Dual-Reference Source-Free Active Domain Adaptation for Nasopharyngeal Carcinoma Tumor Segmentation across Multiple Hospitals

paper_url: http://arxiv.org/abs/2309.13401
repo_url: https://github.com/whq-xxh/Active-GTV-Seg
paper_authors: Hongqiu Wang, Jian Chen, Shichen Zhang, Yuan He, Jinfeng Xu, Mengwan Wu, Jinlan He, Wenjun Liao, Xiangde Luo
for: 这个论文旨在提高nasopharyngeal carcinoma（NPC）的肿体卷积（GTV）分割精度，以确保NPC radiotherapy的效果。
methods: 这个论文提出了一种源自free active domain adaptation（SFADA）框架，用于解决GTV分割任务中的领域适应问题。该框架使用了双参照策略，选择目标领域中具有适应性和特定性的样本进行标注和模型细化。
results: 实验结果表明， compared to unsupervised domain adaptation（UDA）方法，SFADA方法可以更好地适应领域适应问题，并且可以与完全监督Upper Bound（UB）相当，即使只有几个标注样本。此外，该论文还收集了1057名NPC患者的临床数据，以验证该方法的有效性。

Abstract
Nasopharyngeal carcinoma (NPC) is a prevalent and clinically significant malignancy that predominantly impacts the head and neck area. Precise delineation of the Gross Tumor Volume (GTV) plays a pivotal role in ensuring effective radiotherapy for NPC. Despite recent methods that have achieved promising results on GTV segmentation, they are still limited by lacking carefully-annotated data and hard-to-access data from multiple hospitals in clinical practice. Although some unsupervised domain adaptation (UDA) has been proposed to alleviate this problem, unconditionally mapping the distribution distorts the underlying structural information, leading to inferior performance. To address this challenge, we devise a novel Sourece-Free Active Domain Adaptation (SFADA) framework to facilitate domain adaptation for the GTV segmentation task. Specifically, we design a dual reference strategy to select domain-invariant and domain-specific representative samples from a specific target domain for annotation and model fine-tuning without relying on source-domain data. Our approach not only ensures data privacy but also reduces the workload for oncologists as it just requires annotating a few representative samples from the target domain and does not need to access the source data. We collect a large-scale clinical dataset comprising 1057 NPC patients from five hospitals to validate our approach.
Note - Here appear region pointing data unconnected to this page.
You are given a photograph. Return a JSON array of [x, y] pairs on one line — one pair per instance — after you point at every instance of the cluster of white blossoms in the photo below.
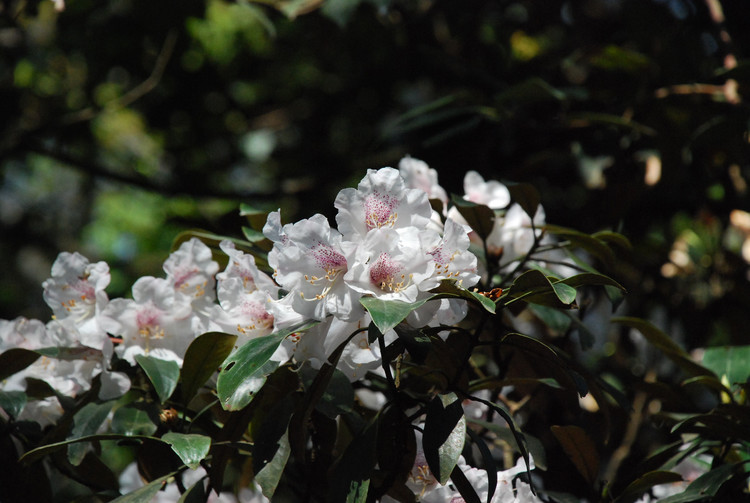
[[389, 244]]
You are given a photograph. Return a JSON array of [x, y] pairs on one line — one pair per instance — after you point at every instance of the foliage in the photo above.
[[623, 379]]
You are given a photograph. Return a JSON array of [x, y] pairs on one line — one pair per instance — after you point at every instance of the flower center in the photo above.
[[384, 273], [380, 210]]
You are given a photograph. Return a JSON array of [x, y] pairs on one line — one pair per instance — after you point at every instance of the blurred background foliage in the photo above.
[[126, 122]]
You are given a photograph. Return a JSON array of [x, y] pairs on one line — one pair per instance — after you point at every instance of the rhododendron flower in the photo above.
[[76, 292], [392, 265], [381, 201], [157, 321], [191, 270], [310, 260], [418, 175], [492, 193]]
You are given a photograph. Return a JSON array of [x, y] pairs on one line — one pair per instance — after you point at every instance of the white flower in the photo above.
[[191, 270], [157, 321], [418, 175], [76, 292], [381, 201], [392, 265], [310, 260], [492, 193]]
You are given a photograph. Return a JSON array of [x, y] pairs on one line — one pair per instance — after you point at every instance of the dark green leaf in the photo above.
[[638, 487], [191, 448], [730, 361], [38, 453], [444, 435], [665, 344], [480, 218], [12, 402], [138, 418], [14, 360], [705, 486], [581, 450], [86, 422], [268, 478], [146, 493], [163, 374], [351, 475], [202, 358]]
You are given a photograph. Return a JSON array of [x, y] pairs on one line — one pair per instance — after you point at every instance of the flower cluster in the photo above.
[[388, 245]]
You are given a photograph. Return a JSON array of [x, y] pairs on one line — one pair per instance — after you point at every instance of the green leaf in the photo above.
[[12, 402], [536, 288], [444, 435], [38, 453], [665, 344], [138, 418], [351, 475], [245, 371], [638, 487], [163, 374], [386, 314], [705, 486], [580, 449], [480, 218], [526, 196], [202, 358], [730, 361], [86, 422], [15, 360], [191, 448], [268, 478], [146, 493]]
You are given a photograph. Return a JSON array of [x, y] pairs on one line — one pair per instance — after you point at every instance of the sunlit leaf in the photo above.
[[86, 422], [444, 435], [268, 478], [163, 374], [146, 493], [191, 448], [138, 418], [581, 450], [639, 486], [202, 358], [12, 402], [245, 371]]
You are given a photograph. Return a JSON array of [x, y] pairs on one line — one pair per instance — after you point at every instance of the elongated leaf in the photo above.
[[12, 402], [202, 358], [705, 486], [137, 418], [245, 371], [444, 435], [268, 478], [191, 448], [146, 493], [386, 314], [15, 360], [665, 344], [527, 196], [86, 422], [163, 374], [638, 487], [351, 479], [38, 453], [730, 361], [580, 449]]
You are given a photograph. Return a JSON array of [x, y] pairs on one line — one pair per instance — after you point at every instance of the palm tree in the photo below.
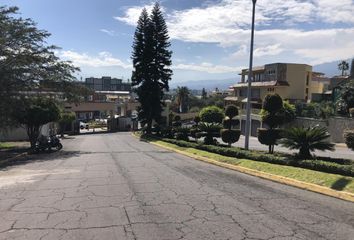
[[306, 140], [182, 98], [343, 66]]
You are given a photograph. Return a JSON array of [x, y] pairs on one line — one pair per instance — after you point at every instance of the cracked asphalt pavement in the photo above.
[[113, 186]]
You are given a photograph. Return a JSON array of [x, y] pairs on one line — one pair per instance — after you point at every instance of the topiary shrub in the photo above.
[[273, 114], [209, 131], [211, 114], [306, 140], [177, 121], [229, 135], [351, 112], [349, 138], [269, 137], [182, 133]]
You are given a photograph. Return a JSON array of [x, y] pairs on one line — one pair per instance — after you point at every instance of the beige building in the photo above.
[[293, 82]]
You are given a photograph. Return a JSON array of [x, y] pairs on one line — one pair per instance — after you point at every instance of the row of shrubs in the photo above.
[[336, 166]]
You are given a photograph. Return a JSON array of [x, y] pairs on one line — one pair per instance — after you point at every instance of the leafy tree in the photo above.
[[343, 66], [34, 113], [273, 114], [306, 140], [346, 100], [151, 59], [26, 61], [211, 114], [182, 98], [228, 134], [349, 138], [204, 94], [209, 131], [352, 69]]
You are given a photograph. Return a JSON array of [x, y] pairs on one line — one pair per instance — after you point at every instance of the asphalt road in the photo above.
[[113, 186]]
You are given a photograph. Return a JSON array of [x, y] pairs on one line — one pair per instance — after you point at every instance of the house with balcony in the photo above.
[[293, 82]]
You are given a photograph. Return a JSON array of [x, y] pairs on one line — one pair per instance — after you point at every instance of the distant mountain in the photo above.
[[221, 84], [329, 69]]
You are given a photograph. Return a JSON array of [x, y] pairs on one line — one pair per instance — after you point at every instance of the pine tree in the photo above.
[[151, 59]]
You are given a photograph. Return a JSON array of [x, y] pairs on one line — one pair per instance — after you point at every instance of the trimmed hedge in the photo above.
[[336, 166]]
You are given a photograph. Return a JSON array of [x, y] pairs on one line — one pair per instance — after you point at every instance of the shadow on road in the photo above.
[[47, 156], [340, 184]]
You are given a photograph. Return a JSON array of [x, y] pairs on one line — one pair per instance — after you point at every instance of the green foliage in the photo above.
[[151, 62], [351, 112], [272, 103], [182, 99], [346, 100], [268, 137], [26, 61], [211, 114], [349, 138], [196, 120], [182, 133], [34, 113], [307, 140], [321, 110], [231, 111], [343, 66], [328, 165], [230, 136], [275, 113]]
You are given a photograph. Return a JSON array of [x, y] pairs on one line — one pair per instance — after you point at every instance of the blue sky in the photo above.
[[210, 39]]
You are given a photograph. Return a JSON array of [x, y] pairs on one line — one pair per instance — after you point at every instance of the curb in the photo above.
[[275, 178]]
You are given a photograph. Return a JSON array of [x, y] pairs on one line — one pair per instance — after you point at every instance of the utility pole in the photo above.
[[250, 76]]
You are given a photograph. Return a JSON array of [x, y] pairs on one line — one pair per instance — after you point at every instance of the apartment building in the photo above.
[[107, 84], [293, 82]]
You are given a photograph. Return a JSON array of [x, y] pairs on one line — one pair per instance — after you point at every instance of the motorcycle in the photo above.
[[47, 143]]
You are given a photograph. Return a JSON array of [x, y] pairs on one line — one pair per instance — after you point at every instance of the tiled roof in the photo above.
[[262, 84]]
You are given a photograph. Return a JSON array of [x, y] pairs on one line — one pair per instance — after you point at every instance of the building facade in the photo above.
[[107, 84], [293, 82]]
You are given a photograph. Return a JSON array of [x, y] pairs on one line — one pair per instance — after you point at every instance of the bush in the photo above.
[[209, 131], [211, 114], [335, 166], [351, 112], [307, 140], [269, 137], [349, 138], [182, 133], [230, 136]]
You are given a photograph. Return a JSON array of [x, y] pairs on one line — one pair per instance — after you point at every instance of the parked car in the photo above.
[[84, 125]]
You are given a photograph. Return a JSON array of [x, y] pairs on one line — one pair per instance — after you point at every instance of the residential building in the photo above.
[[107, 84], [293, 82]]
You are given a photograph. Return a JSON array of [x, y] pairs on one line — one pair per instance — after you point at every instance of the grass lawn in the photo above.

Experimental results show that our method outperforms the UDA methods and achieves comparable results to the fully supervised upper bound, even with few annotations, highlighting the significant medical utility of our approach. In addition, there is no public dataset about multi-center NPC segmentation, we will release code and dataset for future research.

摘要
《nasopharyngeal carcinoma (NPC)是一种流行的且严重影响头颈部的恶性肿瘤，精准定义Gross Tumor Volume (GTV)对NPC有效 radiotherapy至关重要。 despite recent methods have achieved promising results in GTV segmentation, they are still limited by the lack of carefully-annotated data and hard-to-access data from multiple hospitals in clinical practice. although some unsupervised domain adaptation (UDA) has been proposed to alleviate this problem, unconditionally mapping the distribution distorts the underlying structural information, leading to inferior performance. to address this challenge, we propose a novel Source-Free Active Domain Adaptation (SFADA) framework to facilitate domain adaptation for the GTV segmentation task. specifically, we design a dual reference strategy to select domain-invariant and domain-specific representative samples from a specific target domain for annotation and model fine-tuning without relying on source-domain data. our approach not only ensures data privacy but also reduces the workload for oncologists as it only requires annotating a few representative samples from the target domain and does not need to access the source data. we collect a large-scale clinical dataset comprising 1057 NPC patients from five hospitals to validate our approach. experimental results show that our method outperforms the UDA methods and achieves comparable results to the fully supervised upper bound, even with few annotations, highlighting the significant medical utility of our approach. in addition, there is no public dataset about multi-center NPC segmentation, we will release code and dataset for future research.》Note: Please note that the translation is in Simplified Chinese, which is the standard form of Chinese used in mainland China and other countries. If you need the translation in Traditional Chinese, please let me know.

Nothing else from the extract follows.